The crystal structure of 5 consists of well-separated [Na(thf)6]+ and [{Ti(η5-C5Me5)}4(μ3-N)4]− ions (Fig. S6†). The anionic fragment shows an almost perfect [Ti4N4] cube core with the Ti–N–Ti and N–Ti–N angles very close to 90° (Fig. 2). The average Ti–N (1.952(4) Å) and Ti–Ti (2.793(4) Å) separation distances in 5 are only slightly longer than those found in the molecular structure of complex 1 (1.938(7) and 2.783(2) Å, respectively).5 Most likely, the additional electron is delocalized among the titanium atoms in a fashion similar to those determined by DFT calculations in the electronic structures of heterometallic cube-type complexes [(RCC)Zn{(μ3-NH)3Ti3(η5-C5Me5)3(μ3-NCCR)}]19 and [Cl3Y{(μ3-NH)3Ti3(η5-C5Me5)3(μ3-N)}]−.20
The nitrido salt 5 was found to be extremely sensitive to H-atom sources such as moisture and organic solvents, precluding the isolation of the compound in its pure form according to elemental analysis. Furthermore, minor resonance signals for other paramagnetic and diamagnetic species in solution were always detected in the 1H NMR spectra of 5. For instance, broad resonances attributable to the paramagnetic imido–nitrido derivative [{Ti(η5-C5Me5)}4(μ3-N)3(μ3-NH)]22 were typically observed in the 1H NMR spectra and a weak νNH vibration at 3333 cm−1 assignable to that compound was identified in the IR spectra. The impurities in the spectra were reduced when the synthesis of 5 was performed in tetrahydrofuran-d8, suggesting that one of the sources of the H atoms is the solvent.

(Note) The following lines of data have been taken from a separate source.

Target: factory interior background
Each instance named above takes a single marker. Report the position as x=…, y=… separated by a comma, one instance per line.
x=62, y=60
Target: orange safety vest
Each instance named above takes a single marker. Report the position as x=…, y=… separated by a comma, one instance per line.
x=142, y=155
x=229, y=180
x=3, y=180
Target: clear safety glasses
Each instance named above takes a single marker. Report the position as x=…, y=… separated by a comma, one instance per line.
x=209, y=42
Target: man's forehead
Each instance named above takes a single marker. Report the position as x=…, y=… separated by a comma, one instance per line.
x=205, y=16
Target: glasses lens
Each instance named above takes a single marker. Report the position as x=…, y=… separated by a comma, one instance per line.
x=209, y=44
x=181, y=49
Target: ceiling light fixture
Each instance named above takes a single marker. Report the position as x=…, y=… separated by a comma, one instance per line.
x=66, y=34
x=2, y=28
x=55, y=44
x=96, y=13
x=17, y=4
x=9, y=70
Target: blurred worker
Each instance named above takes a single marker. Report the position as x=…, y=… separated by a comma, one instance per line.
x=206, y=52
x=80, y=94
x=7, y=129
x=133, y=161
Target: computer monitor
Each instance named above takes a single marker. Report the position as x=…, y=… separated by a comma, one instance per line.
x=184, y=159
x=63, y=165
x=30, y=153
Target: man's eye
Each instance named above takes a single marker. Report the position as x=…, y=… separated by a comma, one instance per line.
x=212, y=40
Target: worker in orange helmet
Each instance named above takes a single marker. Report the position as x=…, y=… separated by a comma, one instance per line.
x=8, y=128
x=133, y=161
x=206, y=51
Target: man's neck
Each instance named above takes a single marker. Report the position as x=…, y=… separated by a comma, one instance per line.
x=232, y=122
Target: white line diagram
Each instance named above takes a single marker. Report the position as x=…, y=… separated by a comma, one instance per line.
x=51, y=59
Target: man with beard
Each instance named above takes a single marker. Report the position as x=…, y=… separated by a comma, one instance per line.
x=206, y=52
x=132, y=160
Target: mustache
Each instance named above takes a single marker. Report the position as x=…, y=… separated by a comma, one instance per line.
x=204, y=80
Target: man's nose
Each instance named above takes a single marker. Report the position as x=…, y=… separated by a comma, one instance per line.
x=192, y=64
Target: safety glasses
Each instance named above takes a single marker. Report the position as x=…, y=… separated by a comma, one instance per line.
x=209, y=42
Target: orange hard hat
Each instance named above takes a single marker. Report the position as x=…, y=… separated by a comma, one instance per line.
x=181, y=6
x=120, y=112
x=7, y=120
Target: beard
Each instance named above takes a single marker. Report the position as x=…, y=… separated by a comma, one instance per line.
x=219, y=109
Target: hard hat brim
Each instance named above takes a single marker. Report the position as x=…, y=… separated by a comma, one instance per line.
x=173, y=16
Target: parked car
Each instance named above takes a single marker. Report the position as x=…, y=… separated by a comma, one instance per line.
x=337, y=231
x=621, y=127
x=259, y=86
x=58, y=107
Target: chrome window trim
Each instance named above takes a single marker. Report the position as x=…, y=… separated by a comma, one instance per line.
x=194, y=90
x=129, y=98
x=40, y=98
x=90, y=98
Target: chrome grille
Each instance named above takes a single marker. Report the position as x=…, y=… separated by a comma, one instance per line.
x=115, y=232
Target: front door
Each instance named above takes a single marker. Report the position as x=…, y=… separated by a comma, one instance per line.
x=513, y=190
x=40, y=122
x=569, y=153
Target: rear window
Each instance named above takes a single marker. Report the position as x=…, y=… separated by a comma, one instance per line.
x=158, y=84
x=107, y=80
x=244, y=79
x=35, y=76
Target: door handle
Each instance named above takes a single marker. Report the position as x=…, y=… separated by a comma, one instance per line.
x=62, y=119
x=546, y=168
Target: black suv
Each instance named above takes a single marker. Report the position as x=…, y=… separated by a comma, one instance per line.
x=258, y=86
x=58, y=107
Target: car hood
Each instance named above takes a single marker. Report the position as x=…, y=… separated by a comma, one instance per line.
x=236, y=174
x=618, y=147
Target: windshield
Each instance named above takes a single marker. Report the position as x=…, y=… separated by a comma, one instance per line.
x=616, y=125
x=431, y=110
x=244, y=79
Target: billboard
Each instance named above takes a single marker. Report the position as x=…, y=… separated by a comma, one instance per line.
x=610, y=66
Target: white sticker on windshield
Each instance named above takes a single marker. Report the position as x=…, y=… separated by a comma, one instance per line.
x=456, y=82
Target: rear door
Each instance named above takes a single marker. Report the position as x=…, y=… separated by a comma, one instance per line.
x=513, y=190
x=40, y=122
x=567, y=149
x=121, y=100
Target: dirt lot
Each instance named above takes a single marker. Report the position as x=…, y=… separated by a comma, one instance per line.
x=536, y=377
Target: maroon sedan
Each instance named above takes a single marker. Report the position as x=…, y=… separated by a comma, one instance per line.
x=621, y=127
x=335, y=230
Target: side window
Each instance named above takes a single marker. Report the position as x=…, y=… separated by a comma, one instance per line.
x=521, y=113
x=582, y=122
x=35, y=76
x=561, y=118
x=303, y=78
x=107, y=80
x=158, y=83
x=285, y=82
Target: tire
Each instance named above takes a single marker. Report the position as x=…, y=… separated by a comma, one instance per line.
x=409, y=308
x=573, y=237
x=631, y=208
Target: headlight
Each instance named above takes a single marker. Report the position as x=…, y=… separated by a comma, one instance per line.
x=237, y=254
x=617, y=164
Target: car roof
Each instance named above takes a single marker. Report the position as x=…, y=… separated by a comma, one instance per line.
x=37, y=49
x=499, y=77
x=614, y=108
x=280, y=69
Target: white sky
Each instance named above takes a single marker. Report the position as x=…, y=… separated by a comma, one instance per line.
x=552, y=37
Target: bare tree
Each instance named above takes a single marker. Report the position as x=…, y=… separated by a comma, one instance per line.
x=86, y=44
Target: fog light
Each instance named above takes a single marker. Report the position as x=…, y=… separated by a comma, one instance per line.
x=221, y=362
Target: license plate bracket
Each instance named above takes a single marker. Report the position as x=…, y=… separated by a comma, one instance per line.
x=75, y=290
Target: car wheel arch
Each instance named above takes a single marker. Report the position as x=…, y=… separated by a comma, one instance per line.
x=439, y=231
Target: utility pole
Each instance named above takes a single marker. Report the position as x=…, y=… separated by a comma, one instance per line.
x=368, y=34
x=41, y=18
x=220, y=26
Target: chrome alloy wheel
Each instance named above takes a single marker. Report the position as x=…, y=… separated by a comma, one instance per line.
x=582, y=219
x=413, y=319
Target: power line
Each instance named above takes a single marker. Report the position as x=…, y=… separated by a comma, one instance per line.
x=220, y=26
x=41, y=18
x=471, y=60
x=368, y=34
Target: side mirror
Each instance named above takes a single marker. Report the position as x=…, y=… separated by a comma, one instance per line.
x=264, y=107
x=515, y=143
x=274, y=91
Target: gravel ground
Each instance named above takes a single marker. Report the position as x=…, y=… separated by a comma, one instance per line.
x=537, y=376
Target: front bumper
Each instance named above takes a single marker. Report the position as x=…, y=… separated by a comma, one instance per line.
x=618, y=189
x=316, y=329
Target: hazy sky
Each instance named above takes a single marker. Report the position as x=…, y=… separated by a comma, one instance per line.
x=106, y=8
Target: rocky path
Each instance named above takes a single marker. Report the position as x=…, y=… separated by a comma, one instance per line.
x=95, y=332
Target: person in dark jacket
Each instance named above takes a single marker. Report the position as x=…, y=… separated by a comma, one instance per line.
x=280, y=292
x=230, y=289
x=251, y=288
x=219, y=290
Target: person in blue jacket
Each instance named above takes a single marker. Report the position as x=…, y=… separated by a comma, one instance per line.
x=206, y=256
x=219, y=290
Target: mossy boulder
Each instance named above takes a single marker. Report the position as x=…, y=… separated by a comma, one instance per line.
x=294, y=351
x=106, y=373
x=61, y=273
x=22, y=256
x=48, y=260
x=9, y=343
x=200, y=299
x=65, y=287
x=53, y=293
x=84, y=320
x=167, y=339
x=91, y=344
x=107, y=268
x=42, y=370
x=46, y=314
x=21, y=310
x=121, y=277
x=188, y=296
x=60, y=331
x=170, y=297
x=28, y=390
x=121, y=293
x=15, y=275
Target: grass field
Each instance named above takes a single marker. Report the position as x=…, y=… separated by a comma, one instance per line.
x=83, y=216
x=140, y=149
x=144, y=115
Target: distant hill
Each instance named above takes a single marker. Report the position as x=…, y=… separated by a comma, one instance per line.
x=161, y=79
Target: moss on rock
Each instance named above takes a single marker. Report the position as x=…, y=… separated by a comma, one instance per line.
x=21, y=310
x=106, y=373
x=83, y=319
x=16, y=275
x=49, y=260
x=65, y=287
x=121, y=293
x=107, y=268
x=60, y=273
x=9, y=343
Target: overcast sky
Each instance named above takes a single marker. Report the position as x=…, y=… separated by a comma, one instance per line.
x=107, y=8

To obtain more stable reduced species from 1, we turned our attention to potassium pentamethylcyclopentadienide which we had previously used as a one-electron reducing reagent.20–22 While [M(C5Me5)] (M = Li, K) compounds are rare reducing agents in organometallic chemistry,24 several examples of metal reduction have been reported in attempts to prepare pentamethylcyclopentadienyl metal complexes.26 The one-electron oxidation of the C5Me5− anion involves the generation of (C5Me5)˙ radicals which are known to dimerize rapidly and irreversibly. The organic (C5Me5)2 byproduct is a liquid at room temperature, and it can be easily separated from the poorly soluble reduced inorganic species in hydrocarbon solvents.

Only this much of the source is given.